Four men seized Jamal Amer, editor of the weekly Al-Wasat, as he returned home from his office at 5:30 a.m. on Tuesday. Amer told CPJ that the men bundled him into a waiting car, blindfolded and bound him, and, after changing cars, drove him to a desolate area outside of the city. Amer said the men beat him with their fists and accused him of getting funding from the U.S. and Kuwaiti embassies, Amer said. One of the men warned him about defaming unspecified "officials."
Amer said he was released about four hours later. In a particularly disturbing observation, Amer said he believes the initial car belonged to the Yemeni Republican Guard, based on the numeric configuration of its license plate, "11121/2."
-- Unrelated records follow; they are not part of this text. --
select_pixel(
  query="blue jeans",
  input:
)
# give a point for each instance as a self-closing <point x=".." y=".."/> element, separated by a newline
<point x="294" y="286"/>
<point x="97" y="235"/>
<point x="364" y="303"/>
Yemeni journalists told CPJ that Amer's newspaper has been a harsh critic of your government and frequently publishes stories about corruption and government misconduct. Recent articles have addressed government nepotism and authorities' response to rioting last month.
The attack against Amer is the latest in a string of thefts, threats, and violent attacks against journalists in your country over the past year. This morning, burglars broke into the Sanaa office of The Associated Press and stole computers, a fax machine, and a camera. Last month, police assaulted and arrested several journalists covering the riots that followed the government's decision to halt fuel subsidies. In July, Haji al-Jehafi, editor of the weekly newspaper Al-Nahar, was wounded when he opened a letter bomb addressed to him. Al-Jehafi said he had received threats from "an influential social figure after criticizing his practices with the ordinary citizens of his area," a local newspaper reported.
This year, while speaking to the Sanaa Inter-Governmental Regional Conference on Democracy, Human Rights and the Role of the ICC, you said: "Human rights are tightly connected to democracy and the state of law and order. ... We should remove anything that contradicts them and stand against all forms of discrimination, oppression, and exploitation for the human being and his rights."
Unpunished attacks on journalists have a debilitating effect on the rule of law, human rights, and freedom of expression. The possibility that government agents may have been involved in some of these attacks, including this week's assault on Jamal Amer, demands decisive action on the part of the Yemeni government.
We urgently call on you to take all necessary steps to ensure that Yemeni law enforcement officials bring to justice those responsible for the vicious attack against Jamal Amer and other journalists targeted in recent months. The failure to do so would send a message that the Yemeni government tolerates such attacks.
Thank you for your attention to this serious matter. We look forward to your reply.